Nous sommes en Nouvelle-Guinée, en 1950. Ce n’est pas le coronavirus qui inquiète le peuple des Fore, mais le kuru, une maladie semblable à la vache folle. Une pathologie transmissible par des moyens peu communs : des rites funéraires anthropophages. Une pratique traditionnelle qui suffirait, à nous Européens de 2020, pour considérer ce peuple fou. Mais que nenni. La folie est, comme la beauté, dans l’œil de celui qui regarde. Et lorsque l’on pointe notre viseur sur les cultures ou traditions à l’autre bout de la planète, nous sommes facilement surpris par l’inconnu. Même quand c’est plus soft que le cannibalisme.

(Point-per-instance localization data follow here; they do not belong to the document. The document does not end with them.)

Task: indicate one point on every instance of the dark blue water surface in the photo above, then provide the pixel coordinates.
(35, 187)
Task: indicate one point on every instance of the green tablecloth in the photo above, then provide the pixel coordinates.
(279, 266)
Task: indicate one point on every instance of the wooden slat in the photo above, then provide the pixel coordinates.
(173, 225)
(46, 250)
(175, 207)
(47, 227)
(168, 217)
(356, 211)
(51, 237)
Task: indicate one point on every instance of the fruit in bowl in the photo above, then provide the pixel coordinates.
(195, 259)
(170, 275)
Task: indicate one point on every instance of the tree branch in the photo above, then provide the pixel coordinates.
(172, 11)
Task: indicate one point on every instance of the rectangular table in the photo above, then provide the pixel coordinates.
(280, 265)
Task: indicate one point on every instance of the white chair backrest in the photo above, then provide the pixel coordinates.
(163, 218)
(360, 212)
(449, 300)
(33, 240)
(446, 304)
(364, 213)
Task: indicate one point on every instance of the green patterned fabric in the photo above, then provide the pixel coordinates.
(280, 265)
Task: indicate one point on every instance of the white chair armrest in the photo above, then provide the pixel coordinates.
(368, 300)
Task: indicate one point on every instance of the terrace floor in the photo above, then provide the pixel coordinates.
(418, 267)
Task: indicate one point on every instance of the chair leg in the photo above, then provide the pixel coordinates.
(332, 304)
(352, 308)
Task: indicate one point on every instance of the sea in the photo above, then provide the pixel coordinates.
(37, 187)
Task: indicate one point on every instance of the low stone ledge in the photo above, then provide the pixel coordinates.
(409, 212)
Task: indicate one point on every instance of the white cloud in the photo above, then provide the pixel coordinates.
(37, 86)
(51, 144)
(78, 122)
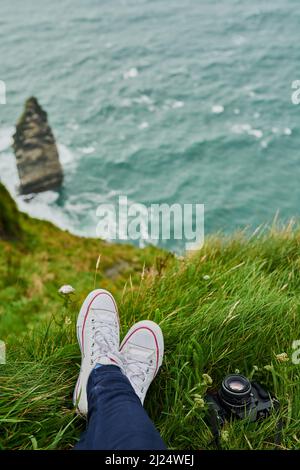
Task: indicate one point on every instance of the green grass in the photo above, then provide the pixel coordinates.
(234, 305)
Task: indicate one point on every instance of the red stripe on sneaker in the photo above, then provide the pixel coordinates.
(87, 312)
(155, 339)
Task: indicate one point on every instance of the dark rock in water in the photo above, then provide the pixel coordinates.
(9, 216)
(36, 151)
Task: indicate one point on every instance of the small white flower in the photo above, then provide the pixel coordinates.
(282, 357)
(225, 436)
(66, 290)
(207, 379)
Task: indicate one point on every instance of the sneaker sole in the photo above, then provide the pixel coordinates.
(81, 321)
(158, 337)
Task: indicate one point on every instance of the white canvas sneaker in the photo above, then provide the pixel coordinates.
(98, 337)
(142, 350)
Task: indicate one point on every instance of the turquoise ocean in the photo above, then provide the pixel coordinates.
(164, 101)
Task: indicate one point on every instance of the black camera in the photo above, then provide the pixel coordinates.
(239, 398)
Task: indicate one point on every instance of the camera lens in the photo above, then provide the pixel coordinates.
(235, 390)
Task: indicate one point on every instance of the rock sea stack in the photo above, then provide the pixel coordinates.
(36, 152)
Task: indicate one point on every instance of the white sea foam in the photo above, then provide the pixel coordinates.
(144, 125)
(143, 99)
(177, 104)
(217, 109)
(88, 150)
(131, 73)
(247, 129)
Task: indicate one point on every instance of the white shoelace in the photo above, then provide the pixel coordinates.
(137, 370)
(104, 339)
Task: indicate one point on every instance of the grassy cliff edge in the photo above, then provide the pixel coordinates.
(233, 305)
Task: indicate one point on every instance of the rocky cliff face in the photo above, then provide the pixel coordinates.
(36, 152)
(9, 216)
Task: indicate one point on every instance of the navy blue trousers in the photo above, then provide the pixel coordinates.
(116, 418)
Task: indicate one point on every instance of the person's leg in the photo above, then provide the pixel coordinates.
(116, 417)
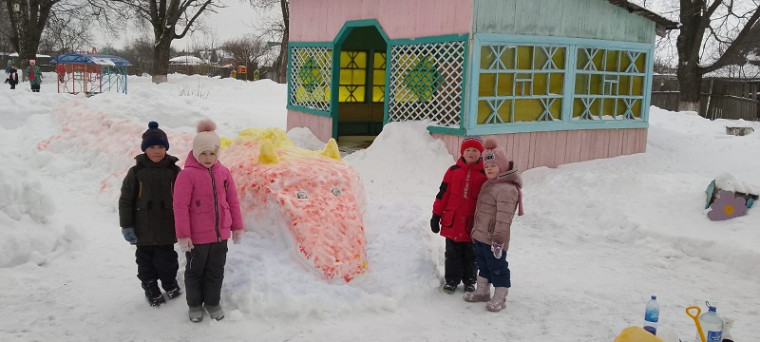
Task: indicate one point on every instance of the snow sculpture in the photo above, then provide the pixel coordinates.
(319, 197)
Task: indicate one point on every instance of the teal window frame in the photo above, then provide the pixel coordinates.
(565, 122)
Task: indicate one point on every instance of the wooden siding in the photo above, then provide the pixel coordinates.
(321, 126)
(551, 149)
(592, 19)
(321, 20)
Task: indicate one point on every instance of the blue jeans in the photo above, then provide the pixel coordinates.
(495, 270)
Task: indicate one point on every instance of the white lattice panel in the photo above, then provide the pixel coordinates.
(426, 82)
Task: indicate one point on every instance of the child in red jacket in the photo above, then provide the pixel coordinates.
(207, 213)
(453, 214)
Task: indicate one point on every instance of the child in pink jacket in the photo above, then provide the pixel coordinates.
(206, 214)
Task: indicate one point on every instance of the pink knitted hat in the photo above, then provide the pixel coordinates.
(206, 139)
(495, 155)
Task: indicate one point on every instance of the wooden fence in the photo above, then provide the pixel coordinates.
(721, 98)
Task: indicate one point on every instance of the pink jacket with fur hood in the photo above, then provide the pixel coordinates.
(206, 205)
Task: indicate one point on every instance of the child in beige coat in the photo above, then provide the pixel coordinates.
(499, 198)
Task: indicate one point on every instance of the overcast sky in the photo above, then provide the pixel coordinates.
(233, 21)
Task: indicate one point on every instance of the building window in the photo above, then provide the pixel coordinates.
(378, 77)
(353, 76)
(609, 84)
(520, 83)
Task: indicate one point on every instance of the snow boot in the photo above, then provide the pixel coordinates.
(499, 300)
(195, 313)
(153, 293)
(216, 312)
(172, 290)
(481, 294)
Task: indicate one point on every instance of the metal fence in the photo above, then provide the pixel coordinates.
(721, 98)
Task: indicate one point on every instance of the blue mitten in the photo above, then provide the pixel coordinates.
(497, 249)
(129, 235)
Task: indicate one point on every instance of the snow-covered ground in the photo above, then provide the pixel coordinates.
(597, 240)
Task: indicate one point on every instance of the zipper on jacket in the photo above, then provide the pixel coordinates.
(466, 183)
(216, 207)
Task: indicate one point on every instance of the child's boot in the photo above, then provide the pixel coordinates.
(195, 313)
(153, 293)
(216, 312)
(499, 300)
(481, 294)
(172, 290)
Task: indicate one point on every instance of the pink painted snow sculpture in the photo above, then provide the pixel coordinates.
(319, 197)
(727, 206)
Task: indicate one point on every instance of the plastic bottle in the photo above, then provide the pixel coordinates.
(712, 324)
(652, 316)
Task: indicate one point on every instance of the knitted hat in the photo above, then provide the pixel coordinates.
(473, 142)
(494, 155)
(206, 139)
(154, 136)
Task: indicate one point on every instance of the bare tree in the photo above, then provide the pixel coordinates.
(278, 29)
(714, 34)
(26, 22)
(66, 32)
(167, 17)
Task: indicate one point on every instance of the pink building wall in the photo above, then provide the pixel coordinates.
(321, 20)
(321, 126)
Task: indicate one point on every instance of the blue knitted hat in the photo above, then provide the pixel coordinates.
(154, 136)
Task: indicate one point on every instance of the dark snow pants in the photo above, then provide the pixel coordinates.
(204, 273)
(460, 263)
(495, 270)
(157, 262)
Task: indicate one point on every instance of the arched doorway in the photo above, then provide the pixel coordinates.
(360, 78)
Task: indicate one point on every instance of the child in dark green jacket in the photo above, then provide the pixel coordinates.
(146, 215)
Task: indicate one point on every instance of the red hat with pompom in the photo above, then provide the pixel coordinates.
(495, 155)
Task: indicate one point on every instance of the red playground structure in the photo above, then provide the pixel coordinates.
(91, 73)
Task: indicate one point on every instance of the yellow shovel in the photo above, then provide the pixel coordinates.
(695, 317)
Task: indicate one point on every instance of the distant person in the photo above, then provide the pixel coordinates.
(12, 78)
(499, 198)
(146, 216)
(207, 212)
(35, 76)
(453, 213)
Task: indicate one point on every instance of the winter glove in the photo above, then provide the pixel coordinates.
(185, 244)
(497, 249)
(237, 235)
(129, 235)
(435, 223)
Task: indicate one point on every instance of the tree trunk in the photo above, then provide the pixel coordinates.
(690, 85)
(161, 61)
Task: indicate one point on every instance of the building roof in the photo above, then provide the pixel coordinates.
(663, 24)
(91, 59)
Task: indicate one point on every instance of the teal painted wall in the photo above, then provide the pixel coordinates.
(591, 19)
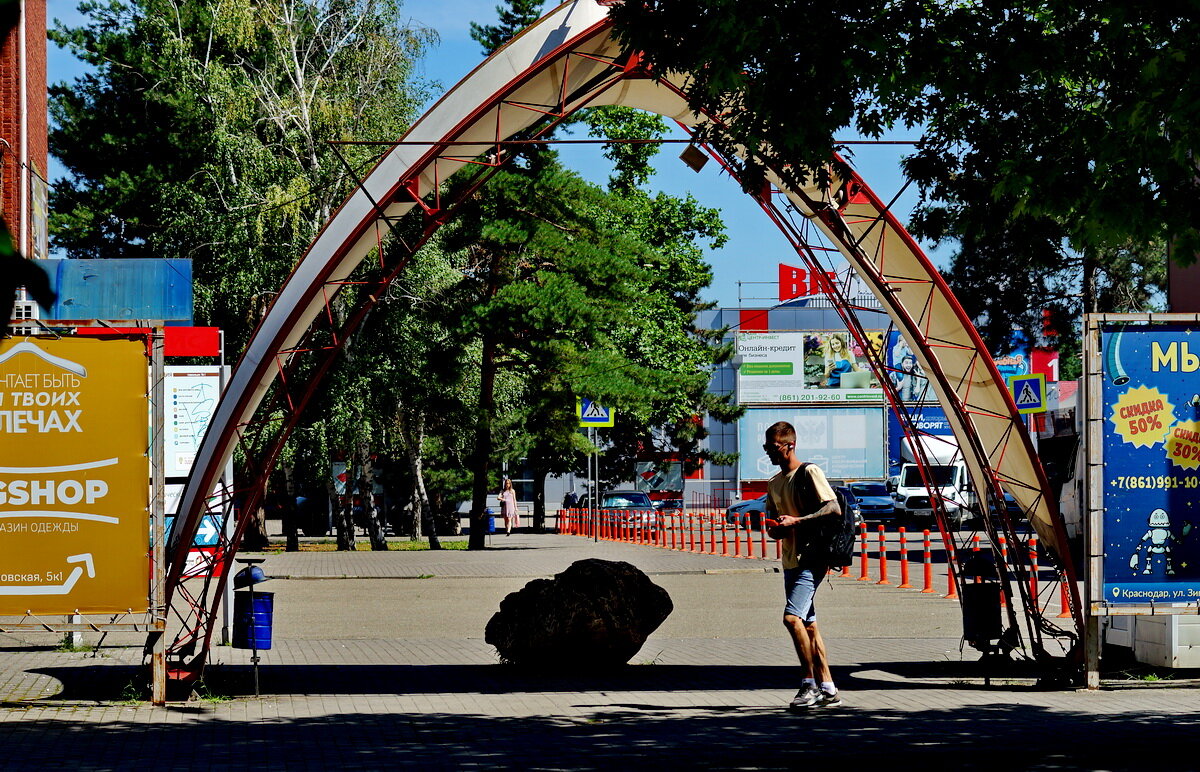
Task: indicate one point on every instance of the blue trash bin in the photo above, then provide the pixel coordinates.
(252, 620)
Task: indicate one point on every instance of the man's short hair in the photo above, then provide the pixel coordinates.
(781, 431)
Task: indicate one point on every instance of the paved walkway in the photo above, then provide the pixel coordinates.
(378, 662)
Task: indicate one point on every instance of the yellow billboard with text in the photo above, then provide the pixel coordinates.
(75, 477)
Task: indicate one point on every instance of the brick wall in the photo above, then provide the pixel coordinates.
(11, 118)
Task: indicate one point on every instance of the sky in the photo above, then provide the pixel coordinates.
(744, 270)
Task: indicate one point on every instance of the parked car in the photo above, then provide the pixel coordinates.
(852, 502)
(628, 506)
(874, 501)
(747, 514)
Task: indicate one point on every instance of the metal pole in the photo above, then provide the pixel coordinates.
(1093, 498)
(159, 486)
(593, 494)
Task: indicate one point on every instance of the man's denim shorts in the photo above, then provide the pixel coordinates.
(801, 588)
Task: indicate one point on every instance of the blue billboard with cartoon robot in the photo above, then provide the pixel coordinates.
(1151, 474)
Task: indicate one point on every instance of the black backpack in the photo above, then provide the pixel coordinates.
(832, 539)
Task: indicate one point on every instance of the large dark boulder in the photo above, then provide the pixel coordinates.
(595, 614)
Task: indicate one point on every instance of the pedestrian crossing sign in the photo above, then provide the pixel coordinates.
(1029, 393)
(594, 414)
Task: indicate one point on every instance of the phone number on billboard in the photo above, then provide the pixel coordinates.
(1161, 482)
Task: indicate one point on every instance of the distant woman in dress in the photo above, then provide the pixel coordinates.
(509, 507)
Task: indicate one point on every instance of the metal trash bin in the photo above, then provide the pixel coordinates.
(252, 615)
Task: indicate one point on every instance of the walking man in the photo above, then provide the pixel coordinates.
(797, 498)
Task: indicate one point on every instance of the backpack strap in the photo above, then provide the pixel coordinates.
(802, 492)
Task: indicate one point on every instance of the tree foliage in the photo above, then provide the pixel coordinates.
(202, 132)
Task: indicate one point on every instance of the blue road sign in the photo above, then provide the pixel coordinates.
(1029, 393)
(594, 414)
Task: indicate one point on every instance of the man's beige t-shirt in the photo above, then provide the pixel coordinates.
(779, 495)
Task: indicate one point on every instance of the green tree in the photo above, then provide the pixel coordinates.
(202, 131)
(1053, 133)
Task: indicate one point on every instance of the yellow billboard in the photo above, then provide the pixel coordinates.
(75, 477)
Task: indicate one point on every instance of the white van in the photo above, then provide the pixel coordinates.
(951, 482)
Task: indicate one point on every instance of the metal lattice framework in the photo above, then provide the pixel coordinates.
(565, 61)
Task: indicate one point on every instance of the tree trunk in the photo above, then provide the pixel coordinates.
(1091, 301)
(539, 501)
(483, 455)
(377, 531)
(255, 538)
(423, 513)
(343, 518)
(288, 510)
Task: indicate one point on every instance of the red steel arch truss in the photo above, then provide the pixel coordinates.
(564, 63)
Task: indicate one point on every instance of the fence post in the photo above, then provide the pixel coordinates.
(883, 557)
(1033, 572)
(863, 557)
(904, 561)
(929, 564)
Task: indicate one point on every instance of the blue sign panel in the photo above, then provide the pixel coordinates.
(593, 413)
(846, 442)
(1151, 471)
(208, 534)
(929, 419)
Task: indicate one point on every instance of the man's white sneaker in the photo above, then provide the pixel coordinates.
(805, 698)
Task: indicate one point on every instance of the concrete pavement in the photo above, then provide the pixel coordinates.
(378, 662)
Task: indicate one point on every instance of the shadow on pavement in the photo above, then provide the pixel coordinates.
(996, 736)
(113, 682)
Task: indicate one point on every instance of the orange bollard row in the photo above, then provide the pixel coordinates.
(863, 556)
(1063, 599)
(904, 562)
(1033, 572)
(953, 590)
(883, 558)
(929, 564)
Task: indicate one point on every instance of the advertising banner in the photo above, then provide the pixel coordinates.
(75, 477)
(803, 366)
(1151, 453)
(928, 419)
(845, 442)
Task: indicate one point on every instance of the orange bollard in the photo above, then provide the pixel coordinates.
(883, 558)
(1033, 572)
(929, 566)
(1063, 599)
(863, 557)
(951, 556)
(904, 562)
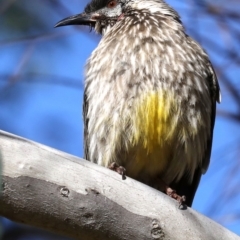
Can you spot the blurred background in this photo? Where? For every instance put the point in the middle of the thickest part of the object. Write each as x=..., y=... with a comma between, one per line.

Le Kuru fut découvert au cours du XXe siècle par Daniel Carleton Gajdusek, et lui valu un prix Nobel conjointement avec Baruch Blumberg, pour leurs avancées sur les maladies neuro-dégénératives. Ces rituels furent ensuite interdits par les autorités Australiennes pour limiter l’épidémie. Pour les Forés, consommer leurs parents décédés était un moyen de s’imprégner de leur force physique et spirituelle.
Les hommes mangeaient les muscles, les femmes et les enfants le système nerveux central. Et c’est là que réside le risque sanitaire. Le coupable ? Une protéine prion se trouvant naturellement dans notre corps. Lorsque tout se passe bien une protéine se crée par le repliement d’une molécule linéaire, lui donnant sa structure en trois dimensions. Mais parfois, ce repliement se passe mal. Dans le cas du kuru, la protéine prion se replie de manière très serrée sur elle même, devenant très peu soluble et ne se dégrade plus. Elle s’accumule alors dans le corps, induit cette mauvaise conformation à d’autres protéines et ramollit le cerveau en le rendant spongieux.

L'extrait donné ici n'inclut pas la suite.